In this article:
What is an Optometry Degree?
Optometry degree programs teach students how to diagnose, treat, and correct vision problems. The curriculum brings together topics in vision science, optics, biology, disease, genetics, and physiology.
Graduates of optometry degree programs typically go on to become optometrists. They are trained and qualified to:
- Perform eye examinations
- Perform various vision tests and analyze the results of those tests
- Diagnose and treat eye defects and diseases
- Prescribe corrective lenses
- Recognize eye indicators of other health issues, such as high blood pressure, diabetes, arthritis, thyroid disorders, tumors, and cancer
Bachelor’s Degree in Optometry – Three to Four Year Duration
Generally, a bachelor’s degree is required for entry into optometry school. Some schools offer a specific Bachelor’s Degree in Optometry. The curriculum of these programs covers the following:
- Anatomy of the human eye
- Eye conditions, problems, and diseases
- Corrective treatments for vision problems
Most graduates with this degree go on to earn the doctoral degree required to become an optometrist. Those who do not choose to continue their formal education may be able to find jobs as assistants or technicians in optometry offices and clinics.

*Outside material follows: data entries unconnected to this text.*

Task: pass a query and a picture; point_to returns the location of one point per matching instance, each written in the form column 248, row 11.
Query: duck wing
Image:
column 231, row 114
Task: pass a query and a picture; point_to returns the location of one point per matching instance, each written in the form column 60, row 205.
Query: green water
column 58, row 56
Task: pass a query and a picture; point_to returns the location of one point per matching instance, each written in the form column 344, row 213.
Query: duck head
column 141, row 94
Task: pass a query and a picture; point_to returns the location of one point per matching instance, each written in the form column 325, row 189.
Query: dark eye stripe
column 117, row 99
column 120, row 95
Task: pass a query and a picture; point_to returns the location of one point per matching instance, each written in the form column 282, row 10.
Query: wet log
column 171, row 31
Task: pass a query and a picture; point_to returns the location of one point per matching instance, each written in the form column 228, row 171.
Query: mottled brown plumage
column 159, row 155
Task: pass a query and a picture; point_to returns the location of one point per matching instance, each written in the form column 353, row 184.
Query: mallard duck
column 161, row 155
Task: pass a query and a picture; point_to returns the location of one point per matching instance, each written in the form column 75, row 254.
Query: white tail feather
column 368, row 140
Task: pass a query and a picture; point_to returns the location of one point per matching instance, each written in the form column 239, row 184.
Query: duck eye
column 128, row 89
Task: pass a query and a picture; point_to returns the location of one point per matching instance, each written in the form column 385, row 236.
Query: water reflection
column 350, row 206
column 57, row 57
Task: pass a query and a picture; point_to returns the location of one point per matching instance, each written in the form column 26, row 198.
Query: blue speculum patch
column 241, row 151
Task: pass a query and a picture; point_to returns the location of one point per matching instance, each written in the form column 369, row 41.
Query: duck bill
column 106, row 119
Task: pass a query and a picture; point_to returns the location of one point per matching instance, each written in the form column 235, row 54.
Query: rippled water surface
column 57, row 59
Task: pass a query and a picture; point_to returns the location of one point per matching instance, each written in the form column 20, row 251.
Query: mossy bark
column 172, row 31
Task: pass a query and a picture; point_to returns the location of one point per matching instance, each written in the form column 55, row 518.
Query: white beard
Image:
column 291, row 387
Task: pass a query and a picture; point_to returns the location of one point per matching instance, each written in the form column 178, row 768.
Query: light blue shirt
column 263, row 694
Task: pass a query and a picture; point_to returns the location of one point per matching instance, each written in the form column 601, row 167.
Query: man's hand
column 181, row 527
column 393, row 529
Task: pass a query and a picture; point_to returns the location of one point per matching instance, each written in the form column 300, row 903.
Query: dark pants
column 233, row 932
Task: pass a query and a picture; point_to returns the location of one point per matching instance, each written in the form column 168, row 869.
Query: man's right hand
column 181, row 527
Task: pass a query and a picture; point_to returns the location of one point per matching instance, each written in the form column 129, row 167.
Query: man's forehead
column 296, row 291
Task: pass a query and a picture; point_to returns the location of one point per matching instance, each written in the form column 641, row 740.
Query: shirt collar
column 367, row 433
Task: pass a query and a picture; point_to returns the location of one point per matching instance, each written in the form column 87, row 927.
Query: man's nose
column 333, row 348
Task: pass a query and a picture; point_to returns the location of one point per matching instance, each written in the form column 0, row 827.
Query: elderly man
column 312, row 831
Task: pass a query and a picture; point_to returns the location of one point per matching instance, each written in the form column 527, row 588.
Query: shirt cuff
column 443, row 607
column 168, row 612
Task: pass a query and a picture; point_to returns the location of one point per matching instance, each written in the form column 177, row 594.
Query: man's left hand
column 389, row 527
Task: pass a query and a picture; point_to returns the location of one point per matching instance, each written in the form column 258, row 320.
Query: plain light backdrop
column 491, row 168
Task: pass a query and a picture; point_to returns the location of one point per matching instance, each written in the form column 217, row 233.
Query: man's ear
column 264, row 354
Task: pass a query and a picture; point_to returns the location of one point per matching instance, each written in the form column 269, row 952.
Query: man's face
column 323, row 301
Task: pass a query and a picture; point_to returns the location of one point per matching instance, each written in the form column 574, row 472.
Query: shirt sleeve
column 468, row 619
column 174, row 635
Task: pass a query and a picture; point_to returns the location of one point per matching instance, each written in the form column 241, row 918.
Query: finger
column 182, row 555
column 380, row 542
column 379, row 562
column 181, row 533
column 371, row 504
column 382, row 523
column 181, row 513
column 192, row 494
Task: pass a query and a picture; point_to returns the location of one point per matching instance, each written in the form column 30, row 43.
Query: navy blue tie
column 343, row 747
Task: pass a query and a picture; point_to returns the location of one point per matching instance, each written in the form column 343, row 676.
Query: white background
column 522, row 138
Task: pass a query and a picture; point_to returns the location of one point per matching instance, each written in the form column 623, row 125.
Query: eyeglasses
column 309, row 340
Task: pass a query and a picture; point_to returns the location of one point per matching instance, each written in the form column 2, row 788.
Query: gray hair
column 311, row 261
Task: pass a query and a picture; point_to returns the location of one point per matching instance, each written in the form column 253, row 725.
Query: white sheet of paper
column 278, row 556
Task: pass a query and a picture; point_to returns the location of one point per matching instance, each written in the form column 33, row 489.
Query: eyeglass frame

Bachelor’s Degree in a related Pre-Optometry Science Discipline – Four Year Duration
The majority of students who wish to become an optometrist start by earning a bachelor’s degree in a science discipline. Two examples are microbiology and biochemistry. Below is some information on each of these options:
Bachelor’s programs in microbiology introduce students to the detailed work of studying microscopic organisms like bacteria, plankton, and viruses.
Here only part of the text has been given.